The beauty in the animation is bright and vivid and enticing. This family friendly look at Rio and its inhabitants certainly shines, especially when we see some of the city’s landmarks, such as the Christ the Redeemer statue as the audience experiences flight thanks to director Carlos Saldanha (ICE AGE) and crew. The 3D, while not necessary, does add spark to the already grand visuals occasionally. Unless you are simply desperate to wear the glasses, the film is fanciful enough without them.

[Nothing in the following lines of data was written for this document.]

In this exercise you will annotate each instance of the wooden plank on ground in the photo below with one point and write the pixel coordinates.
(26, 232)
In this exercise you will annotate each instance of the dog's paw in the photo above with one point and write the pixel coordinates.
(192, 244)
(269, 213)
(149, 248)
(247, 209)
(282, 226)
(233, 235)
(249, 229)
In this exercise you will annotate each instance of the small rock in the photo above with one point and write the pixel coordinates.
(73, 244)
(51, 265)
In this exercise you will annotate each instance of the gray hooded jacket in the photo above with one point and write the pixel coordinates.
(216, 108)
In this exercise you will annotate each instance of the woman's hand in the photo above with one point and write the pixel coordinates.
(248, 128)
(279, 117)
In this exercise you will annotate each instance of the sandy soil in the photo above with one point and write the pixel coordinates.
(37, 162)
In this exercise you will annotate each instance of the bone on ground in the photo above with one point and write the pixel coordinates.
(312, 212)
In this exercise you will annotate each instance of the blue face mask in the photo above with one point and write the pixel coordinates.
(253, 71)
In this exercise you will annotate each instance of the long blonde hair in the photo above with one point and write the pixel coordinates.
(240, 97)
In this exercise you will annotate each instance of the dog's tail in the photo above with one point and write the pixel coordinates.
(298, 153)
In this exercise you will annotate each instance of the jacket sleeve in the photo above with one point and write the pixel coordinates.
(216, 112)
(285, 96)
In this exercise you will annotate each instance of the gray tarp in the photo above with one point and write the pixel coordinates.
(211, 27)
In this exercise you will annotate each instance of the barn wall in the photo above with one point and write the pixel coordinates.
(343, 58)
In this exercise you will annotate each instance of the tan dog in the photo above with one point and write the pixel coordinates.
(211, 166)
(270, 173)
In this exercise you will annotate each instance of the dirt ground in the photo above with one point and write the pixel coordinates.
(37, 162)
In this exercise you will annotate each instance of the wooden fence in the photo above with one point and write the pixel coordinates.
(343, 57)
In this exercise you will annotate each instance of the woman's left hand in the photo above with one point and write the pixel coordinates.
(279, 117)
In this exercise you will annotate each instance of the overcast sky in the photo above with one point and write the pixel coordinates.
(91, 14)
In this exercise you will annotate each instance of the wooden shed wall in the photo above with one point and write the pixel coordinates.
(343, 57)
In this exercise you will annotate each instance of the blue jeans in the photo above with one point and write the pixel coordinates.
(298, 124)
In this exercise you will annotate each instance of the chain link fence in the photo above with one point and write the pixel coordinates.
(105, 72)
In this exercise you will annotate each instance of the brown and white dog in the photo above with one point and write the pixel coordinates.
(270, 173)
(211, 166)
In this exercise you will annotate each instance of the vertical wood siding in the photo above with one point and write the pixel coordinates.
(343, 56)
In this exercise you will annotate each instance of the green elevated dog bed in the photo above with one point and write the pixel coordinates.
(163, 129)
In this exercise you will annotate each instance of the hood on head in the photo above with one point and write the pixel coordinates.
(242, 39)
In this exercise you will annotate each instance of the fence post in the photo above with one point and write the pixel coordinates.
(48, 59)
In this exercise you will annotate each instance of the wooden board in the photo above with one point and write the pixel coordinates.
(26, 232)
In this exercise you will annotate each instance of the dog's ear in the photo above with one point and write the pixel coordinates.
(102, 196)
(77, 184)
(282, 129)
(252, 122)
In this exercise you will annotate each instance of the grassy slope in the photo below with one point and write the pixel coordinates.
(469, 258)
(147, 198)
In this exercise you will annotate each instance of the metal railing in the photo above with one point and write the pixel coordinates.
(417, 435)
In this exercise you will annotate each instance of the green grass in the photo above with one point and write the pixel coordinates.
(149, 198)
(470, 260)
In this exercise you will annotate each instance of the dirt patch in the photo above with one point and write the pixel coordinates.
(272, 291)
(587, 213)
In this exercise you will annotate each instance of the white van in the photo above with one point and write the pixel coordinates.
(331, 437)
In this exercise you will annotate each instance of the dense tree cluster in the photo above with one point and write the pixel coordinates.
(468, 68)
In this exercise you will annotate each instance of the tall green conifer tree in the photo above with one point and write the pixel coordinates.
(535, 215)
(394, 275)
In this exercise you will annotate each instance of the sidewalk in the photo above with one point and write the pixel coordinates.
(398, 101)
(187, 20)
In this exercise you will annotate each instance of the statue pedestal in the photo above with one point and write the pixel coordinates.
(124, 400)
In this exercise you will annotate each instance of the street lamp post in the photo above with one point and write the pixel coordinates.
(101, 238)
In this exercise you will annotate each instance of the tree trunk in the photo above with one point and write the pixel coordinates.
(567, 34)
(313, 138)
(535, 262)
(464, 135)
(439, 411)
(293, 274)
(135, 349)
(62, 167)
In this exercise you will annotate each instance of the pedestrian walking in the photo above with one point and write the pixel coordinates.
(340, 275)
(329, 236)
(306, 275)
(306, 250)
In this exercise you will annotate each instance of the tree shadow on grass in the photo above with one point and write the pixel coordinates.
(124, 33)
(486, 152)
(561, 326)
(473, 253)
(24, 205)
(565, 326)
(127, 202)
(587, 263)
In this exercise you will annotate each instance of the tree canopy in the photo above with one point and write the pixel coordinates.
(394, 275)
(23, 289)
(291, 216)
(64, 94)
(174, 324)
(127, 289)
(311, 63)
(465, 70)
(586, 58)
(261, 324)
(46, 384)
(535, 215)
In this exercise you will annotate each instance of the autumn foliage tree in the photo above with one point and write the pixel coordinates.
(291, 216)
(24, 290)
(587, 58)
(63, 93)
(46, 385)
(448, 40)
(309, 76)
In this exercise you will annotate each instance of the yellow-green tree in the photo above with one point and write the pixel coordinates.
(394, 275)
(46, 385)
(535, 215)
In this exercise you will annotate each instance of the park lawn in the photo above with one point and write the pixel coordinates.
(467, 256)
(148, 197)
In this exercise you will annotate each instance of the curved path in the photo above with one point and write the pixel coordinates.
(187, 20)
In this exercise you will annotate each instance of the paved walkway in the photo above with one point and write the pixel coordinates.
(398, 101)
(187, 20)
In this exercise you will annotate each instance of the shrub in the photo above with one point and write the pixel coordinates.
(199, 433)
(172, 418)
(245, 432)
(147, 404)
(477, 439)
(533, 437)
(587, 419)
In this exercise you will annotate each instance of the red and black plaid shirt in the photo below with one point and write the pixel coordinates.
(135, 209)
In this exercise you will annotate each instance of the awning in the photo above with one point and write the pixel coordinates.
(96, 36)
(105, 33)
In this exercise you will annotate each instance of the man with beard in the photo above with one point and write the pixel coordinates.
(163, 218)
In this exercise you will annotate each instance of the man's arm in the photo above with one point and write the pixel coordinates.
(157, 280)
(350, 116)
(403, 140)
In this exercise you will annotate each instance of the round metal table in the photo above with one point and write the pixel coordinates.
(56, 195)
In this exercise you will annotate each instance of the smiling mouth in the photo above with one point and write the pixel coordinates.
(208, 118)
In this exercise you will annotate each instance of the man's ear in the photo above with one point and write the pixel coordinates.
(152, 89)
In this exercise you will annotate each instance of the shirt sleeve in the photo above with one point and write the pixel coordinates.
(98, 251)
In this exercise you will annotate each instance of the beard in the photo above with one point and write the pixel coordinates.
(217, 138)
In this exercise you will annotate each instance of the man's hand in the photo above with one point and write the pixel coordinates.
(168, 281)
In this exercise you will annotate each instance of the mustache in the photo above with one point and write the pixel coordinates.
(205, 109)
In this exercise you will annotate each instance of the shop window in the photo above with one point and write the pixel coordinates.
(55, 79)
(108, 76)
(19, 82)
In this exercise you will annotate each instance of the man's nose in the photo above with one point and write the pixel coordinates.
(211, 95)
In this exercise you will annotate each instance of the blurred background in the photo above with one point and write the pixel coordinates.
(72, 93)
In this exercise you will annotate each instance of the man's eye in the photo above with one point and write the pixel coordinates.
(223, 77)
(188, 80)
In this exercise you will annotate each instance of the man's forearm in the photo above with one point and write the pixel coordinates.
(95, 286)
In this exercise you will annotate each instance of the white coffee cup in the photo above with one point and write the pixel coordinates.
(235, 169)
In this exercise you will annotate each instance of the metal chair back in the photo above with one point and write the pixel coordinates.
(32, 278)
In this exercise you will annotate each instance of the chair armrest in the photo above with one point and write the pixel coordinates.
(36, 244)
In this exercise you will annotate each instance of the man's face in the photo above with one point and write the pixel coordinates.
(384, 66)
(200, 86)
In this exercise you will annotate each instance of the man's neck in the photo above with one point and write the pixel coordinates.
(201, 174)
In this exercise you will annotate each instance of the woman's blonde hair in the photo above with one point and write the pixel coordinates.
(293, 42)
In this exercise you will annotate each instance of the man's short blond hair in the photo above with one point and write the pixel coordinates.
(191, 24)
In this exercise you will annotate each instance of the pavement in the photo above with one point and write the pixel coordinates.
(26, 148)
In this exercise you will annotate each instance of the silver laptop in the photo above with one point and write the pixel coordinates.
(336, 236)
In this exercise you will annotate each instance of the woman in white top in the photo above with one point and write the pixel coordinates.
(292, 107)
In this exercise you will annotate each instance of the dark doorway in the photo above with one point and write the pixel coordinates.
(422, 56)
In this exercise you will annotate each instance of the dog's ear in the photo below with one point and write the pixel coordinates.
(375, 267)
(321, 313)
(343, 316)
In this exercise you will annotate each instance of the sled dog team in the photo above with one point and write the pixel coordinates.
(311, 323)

As inspired as the casting was, and as beautiful as director Saldanha makes it look, the music is the film’s prime upset. Just mere moments after the end credits rolled, it was near impossible to recall one of the film’s “infectious” tunes. Most of the music was handled by Sergio Mendes and John Powell. Aside from a couple of ‘kaw-kawing’ numbers singing the praises of Rio, the only songs that really stood out were courtesy of will.i.am and Jamie Foxx. Yet it was sort of entertaining to hear Lopez, Hathaway and Eisenberg belt out a tune here and there.

Rio is an extravagant family film with likable characters, a phenomenal visual aspect and a charming story. The music won’t rock your world, and you’ll be well ahead of the characters when it comes to where the story goes, yet you’ll have a smile on your face the whole darn time.